Other successful Fed chairs would share these views. In 1994, with inflation at 3 percent and the economy beginning to overheat, Fed Chairman Alan Greenspan moved aggressively, raising rates from 3 percent to 6 percent in a 12-month period. Inflationary expectations subsided, the economy temporarily slowed without going into recession and the robust economic performance of the second half of the 1990s ensued.
A central debate in monetary policy has been whether the Fed should use full discretion or rules as guidelines for conducting policy. The Fed has coveted its discretion, but its discretionary policies have led to occasional but very costly mistakes. Volcker was not a rules-based policymaker, but he would fully understand what the two rules are now saying.
First, the Fed’s policy rate should be above inflation. The Fed estimates a neutral rate to be 0.5 percentage points above inflation. Second, the Taylor Rule, which the Fed includes in its semi-annual reports to the Congress, posits that to reduce inflation to its 2 percent target, the Fed should set rates well above the deviation of inflation from 2 percent and also adjust rates to the deviation of real GDP growth from its potential, or alternatively, the deviation of the unemployment rate full employment. With inflation high and the unemployment rate at 4.0 percent, the Taylor Rule signals the need for aggressive tightening.
Whatever the benchmark, Volcker would have to assess the underlying rate of inflation.
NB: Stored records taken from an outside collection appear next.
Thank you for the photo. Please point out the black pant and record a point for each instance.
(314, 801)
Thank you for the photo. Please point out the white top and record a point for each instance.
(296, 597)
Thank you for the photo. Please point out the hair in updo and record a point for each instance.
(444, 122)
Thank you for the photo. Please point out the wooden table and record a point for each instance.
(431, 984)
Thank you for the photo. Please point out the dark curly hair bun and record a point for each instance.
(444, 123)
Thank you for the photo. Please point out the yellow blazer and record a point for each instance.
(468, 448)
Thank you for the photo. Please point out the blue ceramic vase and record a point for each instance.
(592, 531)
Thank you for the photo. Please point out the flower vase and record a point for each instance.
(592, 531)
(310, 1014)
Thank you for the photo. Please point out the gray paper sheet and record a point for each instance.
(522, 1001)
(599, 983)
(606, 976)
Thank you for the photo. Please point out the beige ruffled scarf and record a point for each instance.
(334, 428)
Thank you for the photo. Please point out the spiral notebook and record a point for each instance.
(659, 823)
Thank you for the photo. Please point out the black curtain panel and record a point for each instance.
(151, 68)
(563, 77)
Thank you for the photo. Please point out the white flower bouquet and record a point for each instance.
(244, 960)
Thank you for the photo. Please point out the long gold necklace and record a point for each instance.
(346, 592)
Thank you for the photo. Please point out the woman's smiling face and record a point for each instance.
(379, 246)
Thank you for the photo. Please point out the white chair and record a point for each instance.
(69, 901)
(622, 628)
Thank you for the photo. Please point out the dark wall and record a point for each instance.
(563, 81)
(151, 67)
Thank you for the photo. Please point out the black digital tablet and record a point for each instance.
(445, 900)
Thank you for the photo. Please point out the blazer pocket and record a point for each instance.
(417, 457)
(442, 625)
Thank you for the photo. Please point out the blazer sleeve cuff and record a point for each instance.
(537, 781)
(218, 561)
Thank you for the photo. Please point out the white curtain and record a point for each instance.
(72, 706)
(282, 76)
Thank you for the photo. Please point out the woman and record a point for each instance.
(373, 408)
His starting point might be that half of the current inflation is due to excess demand and half due to supply bottlenecks and higher oil prices. Conservatively, that would imply inflation around 3.75-4 percent, halfway in between surveys of inflationary expectations and alternative measures of inflation by the New York and Cleveland Feds.
Raising rates to any point below that range would be insufficient to interrupt the wage-price feedback and restore the Fed’s inflation-fighting credibility. Currently, the Fed projects its policy rate at 1.6 percent at year-end 2023, but this would sustain negative real rates. Instead, following the Fed’s misguided delays, a rate increase at each of the Fed’s seven remaining meetings this year and every meeting in 2023 is now more appropriate. And the rate increases would be complemented by a balance sheet reduction that involves runoff of maturing assets plus some outright sales of mortgage-backed securities.
A Volcker-led Fed would communicate clearly and explain to the administration and Congress these steps are necessary for sustained healthy economic performance and remove the Fed from the politically-charged role of allocating credit. Both Greenspan and Volcker would brace themselves for unpleasant pressures in Washington and temporary adjustments in financial markets.
The Fed must now step up to the good judgment of its historic leaders and conduct monetary policy with resolve.
Michael D Bordo is the Ilene and Morton Harris Distinguished Visiting fellow at the Hoover Institution and a member of the Shadow Open Market Committee. Mickey D Levy is chief economist for Americas and Asia at Berenburg Capital and a member of the Shadow Open Market Committee.